Peter Joseph
Peter Joseph’s quiet compositions are stubborn, even annoying in their refusal to be situated in current stylistic modes. They are also resistant to reference or association, and to legibility as texts. Mute to the point of being incommunicado, they seem to revel in unstylish Modernist self-referentiality despite their open forms. In this first American exhibition for Joseph, who is an art-world loner in his own country, England, all 13 acrylic paintings, done between 1973 and 1983, share a similar format: a horizontally or vertically placed rectangle of color within a border of a related hue. The paintings hover between dualities of color, form, and slight proportional variation, and between transparency and opacity. It is easier to describe what these restrained, solemn presences are not than what they are, and it is remarkable that they manage to be compelling and authentic at the same time that they withhold information and expression.
The earlier paintings have cream-colored centers framed by narrow strips of dark brown, blue, or black. In the seven paintings from the past three years, Joseph replaces the strips, first with thick borders and finally with broader surrounds. His titles repeat but do not do justice to the unique properties or chromatic intensity of his color combinations, for example, Rose Colour with Brown Surround, Feb. 1983, Green with Dark Green Surround, Sept. 1982, or Blue with Blue/Black Border, June 1981.
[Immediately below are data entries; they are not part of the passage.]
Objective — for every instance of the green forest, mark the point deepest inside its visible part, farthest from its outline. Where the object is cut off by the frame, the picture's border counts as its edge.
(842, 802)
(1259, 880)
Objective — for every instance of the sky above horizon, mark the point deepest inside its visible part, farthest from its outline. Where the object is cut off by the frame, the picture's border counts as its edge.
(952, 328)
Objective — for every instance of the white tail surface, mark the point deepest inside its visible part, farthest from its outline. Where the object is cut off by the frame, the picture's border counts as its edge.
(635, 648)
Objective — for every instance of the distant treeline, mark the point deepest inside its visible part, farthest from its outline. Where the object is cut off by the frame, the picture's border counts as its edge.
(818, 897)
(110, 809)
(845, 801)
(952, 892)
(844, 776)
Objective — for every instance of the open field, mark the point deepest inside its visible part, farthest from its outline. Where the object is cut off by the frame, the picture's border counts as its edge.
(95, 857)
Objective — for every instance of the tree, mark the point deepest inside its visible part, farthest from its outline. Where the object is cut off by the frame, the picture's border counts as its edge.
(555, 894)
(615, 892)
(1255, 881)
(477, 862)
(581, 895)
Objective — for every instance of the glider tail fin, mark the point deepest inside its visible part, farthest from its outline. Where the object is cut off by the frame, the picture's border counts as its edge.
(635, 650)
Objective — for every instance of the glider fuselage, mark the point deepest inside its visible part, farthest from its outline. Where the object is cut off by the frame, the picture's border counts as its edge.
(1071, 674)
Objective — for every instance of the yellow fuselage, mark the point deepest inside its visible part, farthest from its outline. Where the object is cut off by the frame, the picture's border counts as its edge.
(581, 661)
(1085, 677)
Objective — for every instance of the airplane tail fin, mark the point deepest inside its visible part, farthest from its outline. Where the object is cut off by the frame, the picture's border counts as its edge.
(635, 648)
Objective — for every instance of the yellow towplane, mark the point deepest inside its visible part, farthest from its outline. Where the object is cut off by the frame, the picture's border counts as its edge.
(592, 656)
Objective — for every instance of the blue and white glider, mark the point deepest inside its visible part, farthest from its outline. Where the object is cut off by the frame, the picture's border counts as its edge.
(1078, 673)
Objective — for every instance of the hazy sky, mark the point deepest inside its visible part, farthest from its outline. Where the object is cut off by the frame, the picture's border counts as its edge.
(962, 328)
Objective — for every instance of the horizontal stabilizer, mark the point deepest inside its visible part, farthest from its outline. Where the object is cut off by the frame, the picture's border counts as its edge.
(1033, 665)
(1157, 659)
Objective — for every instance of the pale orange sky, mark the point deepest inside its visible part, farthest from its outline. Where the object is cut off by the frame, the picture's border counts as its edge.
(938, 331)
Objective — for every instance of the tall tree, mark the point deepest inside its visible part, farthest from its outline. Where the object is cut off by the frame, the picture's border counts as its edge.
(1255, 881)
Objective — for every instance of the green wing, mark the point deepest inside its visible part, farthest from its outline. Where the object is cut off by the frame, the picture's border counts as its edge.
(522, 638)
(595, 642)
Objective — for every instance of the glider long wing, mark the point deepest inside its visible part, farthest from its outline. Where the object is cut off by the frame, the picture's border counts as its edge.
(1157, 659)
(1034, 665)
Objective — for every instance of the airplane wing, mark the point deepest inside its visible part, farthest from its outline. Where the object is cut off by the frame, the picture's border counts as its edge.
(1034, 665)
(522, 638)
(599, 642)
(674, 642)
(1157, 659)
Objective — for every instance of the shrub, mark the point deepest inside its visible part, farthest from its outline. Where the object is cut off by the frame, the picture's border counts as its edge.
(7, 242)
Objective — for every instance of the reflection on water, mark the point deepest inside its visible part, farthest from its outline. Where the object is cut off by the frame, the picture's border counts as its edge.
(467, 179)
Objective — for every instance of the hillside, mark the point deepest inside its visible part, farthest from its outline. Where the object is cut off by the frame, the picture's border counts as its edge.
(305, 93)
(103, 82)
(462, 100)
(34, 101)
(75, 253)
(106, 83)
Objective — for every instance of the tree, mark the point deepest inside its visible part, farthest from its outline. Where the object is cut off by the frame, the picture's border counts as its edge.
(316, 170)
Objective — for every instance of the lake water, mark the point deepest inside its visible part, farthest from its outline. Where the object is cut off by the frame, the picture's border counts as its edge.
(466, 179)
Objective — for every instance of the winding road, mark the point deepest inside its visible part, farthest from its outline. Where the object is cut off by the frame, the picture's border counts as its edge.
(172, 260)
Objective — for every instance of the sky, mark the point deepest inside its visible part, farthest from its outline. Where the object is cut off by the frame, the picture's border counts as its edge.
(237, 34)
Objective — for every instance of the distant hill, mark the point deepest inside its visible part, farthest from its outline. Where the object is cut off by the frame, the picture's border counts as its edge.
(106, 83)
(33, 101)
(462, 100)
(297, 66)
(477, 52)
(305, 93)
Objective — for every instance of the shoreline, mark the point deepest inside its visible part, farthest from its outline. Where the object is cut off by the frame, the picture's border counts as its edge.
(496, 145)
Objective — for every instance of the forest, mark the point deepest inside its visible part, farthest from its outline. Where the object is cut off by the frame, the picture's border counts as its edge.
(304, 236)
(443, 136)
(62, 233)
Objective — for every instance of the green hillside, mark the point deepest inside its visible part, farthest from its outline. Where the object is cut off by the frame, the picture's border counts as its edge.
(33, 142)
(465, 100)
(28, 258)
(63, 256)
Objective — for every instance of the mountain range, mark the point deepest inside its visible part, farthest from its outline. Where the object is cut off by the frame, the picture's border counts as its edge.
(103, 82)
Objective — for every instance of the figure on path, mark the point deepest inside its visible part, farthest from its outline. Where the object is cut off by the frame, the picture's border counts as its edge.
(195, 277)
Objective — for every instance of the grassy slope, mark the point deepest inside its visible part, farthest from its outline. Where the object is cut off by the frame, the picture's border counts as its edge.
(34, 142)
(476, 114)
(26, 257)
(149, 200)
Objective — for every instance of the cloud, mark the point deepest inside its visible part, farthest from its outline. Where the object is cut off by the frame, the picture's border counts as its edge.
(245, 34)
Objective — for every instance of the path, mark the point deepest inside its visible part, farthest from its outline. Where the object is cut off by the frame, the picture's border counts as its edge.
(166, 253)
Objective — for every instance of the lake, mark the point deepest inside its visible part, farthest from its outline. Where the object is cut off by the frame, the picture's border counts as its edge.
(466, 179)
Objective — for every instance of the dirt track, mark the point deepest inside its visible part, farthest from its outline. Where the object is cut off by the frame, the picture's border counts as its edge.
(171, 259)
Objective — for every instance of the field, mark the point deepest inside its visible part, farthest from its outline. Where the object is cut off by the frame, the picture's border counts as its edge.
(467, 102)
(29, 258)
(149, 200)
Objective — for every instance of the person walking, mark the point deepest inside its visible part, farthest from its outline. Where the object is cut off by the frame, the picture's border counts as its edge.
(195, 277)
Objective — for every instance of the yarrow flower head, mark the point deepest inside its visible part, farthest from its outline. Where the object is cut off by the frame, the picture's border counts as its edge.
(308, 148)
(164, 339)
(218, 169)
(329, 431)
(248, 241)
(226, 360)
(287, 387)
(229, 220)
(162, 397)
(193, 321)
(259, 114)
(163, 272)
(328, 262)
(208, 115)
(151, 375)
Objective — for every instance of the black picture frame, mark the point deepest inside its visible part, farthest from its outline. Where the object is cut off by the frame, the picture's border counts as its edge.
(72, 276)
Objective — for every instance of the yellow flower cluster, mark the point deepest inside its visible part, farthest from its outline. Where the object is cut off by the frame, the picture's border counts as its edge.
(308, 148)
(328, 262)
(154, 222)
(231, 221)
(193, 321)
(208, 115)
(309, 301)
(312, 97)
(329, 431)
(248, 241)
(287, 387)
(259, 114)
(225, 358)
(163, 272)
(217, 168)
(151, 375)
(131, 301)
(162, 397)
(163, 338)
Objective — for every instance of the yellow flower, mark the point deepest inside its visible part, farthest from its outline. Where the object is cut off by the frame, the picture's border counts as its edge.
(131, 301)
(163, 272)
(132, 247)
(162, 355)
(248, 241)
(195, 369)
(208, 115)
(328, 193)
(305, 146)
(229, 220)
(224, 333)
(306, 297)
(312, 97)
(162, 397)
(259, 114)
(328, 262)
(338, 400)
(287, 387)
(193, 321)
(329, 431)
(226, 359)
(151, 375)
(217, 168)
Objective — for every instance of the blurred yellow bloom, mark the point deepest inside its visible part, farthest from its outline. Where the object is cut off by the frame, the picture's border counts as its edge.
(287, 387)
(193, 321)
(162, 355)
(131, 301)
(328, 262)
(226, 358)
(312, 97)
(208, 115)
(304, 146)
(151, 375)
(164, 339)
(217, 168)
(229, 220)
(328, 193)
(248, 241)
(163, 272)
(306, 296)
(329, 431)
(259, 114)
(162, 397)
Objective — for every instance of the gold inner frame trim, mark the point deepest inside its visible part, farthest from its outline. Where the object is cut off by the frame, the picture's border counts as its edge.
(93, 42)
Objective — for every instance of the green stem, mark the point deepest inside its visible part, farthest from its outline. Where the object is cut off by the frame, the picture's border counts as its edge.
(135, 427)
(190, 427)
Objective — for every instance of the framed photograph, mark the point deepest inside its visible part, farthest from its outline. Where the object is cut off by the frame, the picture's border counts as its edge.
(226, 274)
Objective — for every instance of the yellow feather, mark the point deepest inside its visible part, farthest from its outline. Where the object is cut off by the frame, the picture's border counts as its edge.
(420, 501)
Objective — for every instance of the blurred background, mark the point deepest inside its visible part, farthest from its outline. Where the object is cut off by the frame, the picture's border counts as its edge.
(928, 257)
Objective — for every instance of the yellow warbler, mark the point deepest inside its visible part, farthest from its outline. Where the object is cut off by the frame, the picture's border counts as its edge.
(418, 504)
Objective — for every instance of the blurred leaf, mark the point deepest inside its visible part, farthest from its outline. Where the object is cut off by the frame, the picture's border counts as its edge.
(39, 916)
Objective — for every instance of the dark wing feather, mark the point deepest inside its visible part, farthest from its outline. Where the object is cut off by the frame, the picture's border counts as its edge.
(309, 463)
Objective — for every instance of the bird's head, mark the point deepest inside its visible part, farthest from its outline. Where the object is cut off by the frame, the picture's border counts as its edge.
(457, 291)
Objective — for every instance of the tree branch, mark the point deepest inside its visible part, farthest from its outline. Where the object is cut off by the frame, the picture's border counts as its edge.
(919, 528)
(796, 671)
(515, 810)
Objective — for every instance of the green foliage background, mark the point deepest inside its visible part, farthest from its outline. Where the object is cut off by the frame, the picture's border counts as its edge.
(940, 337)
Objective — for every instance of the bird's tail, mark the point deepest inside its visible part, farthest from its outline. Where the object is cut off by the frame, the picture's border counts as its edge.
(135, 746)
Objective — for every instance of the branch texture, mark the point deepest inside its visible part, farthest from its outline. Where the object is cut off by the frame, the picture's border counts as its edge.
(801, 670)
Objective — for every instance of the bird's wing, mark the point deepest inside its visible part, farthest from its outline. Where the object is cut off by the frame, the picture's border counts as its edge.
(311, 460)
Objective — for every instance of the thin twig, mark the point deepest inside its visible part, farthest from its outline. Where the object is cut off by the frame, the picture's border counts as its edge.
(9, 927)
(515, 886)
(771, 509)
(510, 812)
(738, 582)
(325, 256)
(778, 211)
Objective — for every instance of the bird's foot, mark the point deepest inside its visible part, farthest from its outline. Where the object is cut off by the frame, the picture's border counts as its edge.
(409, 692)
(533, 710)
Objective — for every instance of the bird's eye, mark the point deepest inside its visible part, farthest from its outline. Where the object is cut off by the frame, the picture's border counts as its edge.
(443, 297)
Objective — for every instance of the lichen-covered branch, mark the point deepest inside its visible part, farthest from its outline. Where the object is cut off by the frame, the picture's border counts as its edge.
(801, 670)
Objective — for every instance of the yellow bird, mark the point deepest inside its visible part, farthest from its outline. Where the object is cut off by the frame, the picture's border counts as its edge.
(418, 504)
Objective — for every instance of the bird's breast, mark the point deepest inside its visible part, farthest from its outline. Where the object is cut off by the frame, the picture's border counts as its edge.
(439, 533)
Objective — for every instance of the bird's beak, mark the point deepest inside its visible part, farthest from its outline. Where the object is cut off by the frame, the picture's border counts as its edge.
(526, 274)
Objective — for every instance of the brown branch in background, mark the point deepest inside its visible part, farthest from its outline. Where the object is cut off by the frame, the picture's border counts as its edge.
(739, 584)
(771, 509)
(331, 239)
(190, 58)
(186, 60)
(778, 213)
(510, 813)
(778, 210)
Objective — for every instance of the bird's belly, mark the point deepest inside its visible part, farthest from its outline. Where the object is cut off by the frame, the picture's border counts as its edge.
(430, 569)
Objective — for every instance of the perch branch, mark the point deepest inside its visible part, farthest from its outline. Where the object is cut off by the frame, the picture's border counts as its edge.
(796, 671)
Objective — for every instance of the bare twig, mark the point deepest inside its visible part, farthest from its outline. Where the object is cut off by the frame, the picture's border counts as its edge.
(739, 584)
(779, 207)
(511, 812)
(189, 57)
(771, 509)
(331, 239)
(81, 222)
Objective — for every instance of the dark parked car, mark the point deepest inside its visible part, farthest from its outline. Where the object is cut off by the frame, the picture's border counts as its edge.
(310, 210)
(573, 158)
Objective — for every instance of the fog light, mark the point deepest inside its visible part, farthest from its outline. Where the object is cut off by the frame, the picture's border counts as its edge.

The light-colored paintings have the geometric appearance of Minimalist exercises, to which they have been compared. But such analogies are misleading, since Joseph’s works are neither hard-edged nor tough-minded. The concentration on the properties of color, which is so individual in each work, negates the adherence to systematization that the repeated formats at first suggest. Joseph’s colors are exactingly modulated, sometimes to the point of being obsessive, sometimes just stopping before a slow dissolve across the boundary between two tones. The balance between the sizes of center and surround is also precisely adjusted so that there is a kind of pressure or containment, psychic and actual, a necessary interdependence between the two.
The choice of colors and small steady brushstrokes that layer wash over wash to reach the proper density privilege subjectivity and summon up shades of Abstract Expressionism, particularly the paintings of Mark Rothko first seen in London at the Tate Gallery in 1959. Although this analogy is historically and interpretatively more appropriate than the comparison with Minimalism, it still evades the issue of what Joseph is addressing. Clues can be found in the preparatory drawings, really paste-ups, and the process by which he makes the paintings. Sifting through hundreds of sheets of colored construction paper, Joseph selects a duo for center and surround, usually of similar tonal densities but different hues, and mounts one against the other. The artist’s pleasure resides in the intuitive process of selection, and in the drawings his gift is clear, the effect easy and sure; the pleasure for the viewer lies in contemplating the enormous range of color variations in a series of paintings, how each color is transformed so mysteriously in juxtaposition with its partner and how each determines the other in harmony.
If the original choice includes a bit of serendipity, the final painting is a straitjacket of discipline. The size of the painting is determined by the size of the drawing; it is always 61/3 times larger. Joseph begins with the center panel, the “personality” of the painting; what follows is a week and a half of labor to fix a relationship as basic as that of tree to sky, and as impossible to represent. Some paintings do not meet Joseph’s self-imposed criteria and are destroyed. The ones that remain suggest talismans of a ritual which was the esthetic process, acts of grace which are testaments to subjectivity, subdued by the same mute that modulates the colors.
Joseph admires the transparency of Tintoretto. Despite the simplicity of his means, his goals are vast; there is an ambition to render what words cannot articulate—the ineffable. Not all the paintings shown here meet this metaphysical challenge, the most successful being those in which the colors capture the luminosity of the Venetian palette, and the tones are so unbearably close that their differences become even more precious and allusive. Seen metaphorically they are poetic, occasionally melancholic entrances to private domains of contemplation where essential abstraction reigns. The sense of suppression is finally most like the moment immediately after sunset when the absent color is still a presence of loss.